Rege Nachfrage herrschte nach einigen frühen Abzügen vom Ende des 19. Jahrhunderts. Wilhelm von Gloeden war einer der ersten Repräsentanten der Aktfotografie, der vor allem das männliche Modell unter freiem Himmel favorisierte.

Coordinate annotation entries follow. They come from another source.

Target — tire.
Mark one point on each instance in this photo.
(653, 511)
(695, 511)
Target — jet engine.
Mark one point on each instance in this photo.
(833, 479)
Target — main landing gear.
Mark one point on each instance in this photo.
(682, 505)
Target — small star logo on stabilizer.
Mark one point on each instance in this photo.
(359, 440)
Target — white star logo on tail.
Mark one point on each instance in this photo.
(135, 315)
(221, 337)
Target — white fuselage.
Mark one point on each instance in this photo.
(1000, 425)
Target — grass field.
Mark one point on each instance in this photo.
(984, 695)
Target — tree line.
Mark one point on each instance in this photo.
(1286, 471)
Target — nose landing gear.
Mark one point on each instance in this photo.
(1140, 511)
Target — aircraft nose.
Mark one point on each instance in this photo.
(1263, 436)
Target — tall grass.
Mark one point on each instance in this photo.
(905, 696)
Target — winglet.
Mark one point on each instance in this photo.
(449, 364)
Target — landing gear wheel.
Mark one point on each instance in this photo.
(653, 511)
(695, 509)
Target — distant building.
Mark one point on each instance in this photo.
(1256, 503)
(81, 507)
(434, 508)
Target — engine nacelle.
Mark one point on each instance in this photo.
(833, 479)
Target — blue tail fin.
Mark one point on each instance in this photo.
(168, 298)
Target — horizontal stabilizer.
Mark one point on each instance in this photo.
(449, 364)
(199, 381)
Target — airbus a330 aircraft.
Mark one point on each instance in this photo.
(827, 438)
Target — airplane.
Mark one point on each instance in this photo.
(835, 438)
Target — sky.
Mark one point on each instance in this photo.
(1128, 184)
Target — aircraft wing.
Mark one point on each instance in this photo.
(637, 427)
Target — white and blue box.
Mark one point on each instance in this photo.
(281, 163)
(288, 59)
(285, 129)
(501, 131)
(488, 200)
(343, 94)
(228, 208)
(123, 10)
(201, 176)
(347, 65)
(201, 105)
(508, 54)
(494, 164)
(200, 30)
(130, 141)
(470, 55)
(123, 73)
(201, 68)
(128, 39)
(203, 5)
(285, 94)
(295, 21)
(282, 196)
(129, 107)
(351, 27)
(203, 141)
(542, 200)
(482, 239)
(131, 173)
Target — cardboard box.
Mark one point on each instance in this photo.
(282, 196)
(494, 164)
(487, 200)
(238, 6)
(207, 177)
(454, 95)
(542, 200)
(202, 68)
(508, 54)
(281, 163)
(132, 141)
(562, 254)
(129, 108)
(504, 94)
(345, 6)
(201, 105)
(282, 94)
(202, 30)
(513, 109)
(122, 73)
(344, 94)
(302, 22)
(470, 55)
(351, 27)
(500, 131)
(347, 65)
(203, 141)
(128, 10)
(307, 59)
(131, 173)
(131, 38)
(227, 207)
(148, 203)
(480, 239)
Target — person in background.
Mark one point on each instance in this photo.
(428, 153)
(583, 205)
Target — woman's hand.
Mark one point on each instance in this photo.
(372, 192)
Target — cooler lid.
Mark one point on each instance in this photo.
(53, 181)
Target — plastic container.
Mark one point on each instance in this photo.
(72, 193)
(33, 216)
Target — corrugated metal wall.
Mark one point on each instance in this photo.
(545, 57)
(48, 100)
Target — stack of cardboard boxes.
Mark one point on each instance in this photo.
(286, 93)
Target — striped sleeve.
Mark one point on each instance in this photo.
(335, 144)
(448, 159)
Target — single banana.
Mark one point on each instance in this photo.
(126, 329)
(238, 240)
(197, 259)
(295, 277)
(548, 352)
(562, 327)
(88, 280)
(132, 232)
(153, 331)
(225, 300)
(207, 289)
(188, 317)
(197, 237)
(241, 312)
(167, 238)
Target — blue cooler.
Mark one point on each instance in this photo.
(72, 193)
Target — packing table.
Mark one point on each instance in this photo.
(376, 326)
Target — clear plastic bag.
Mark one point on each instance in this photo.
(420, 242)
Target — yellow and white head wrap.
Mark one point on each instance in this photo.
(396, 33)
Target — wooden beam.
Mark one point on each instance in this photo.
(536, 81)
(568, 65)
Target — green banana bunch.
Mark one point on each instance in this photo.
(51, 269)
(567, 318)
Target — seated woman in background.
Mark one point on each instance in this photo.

Eine titellose Arbeit von circa 1900 zeigt zwei junge Männer in antikisierender Haltung – einen stehend, das Gewicht auf ein Bein verlagert, den anderen auf einer Decke mit Leopardenfellmuster sitzend, ein Bein locker nach vorne gestreckt. Beide senken mit geschlossenen Augen ihren Kopf und greifen mit einer Hand nach den Zweigen eines kahlen Gestrüpps. Der Albuminabzug stieg von 800 Euro auf 2.700 Euro. Wie Gloeden ließ auch Guglielmo Plüschow seine Menschen unbedeckt. Er war gleich mit vier Arbeiten in der Auktion vertreten, alle um 1895 entstanden. In den drei Fotos mit männlichem Akt finden sich ähnliche antikisierende Stilmittel wie bei Gloeden: Leopardenfell und Sträucher aber auch eine Panflöte, ein Wandteppich und Polster. Die Zuschläge reichten von 1.300 bis 4.600 Euro (Taxe je 800 EUR). Seine weibliche Aktstudie zeigt ein junges Mädchen von den Brüsten aufwärts. Über ihrer Schulter hängt ein Umhang mit einer großen dreieckigen Schließe. Mit 950 Euro war der Abzug ein richtiges Schnäppchen (Taxe 900 EUR).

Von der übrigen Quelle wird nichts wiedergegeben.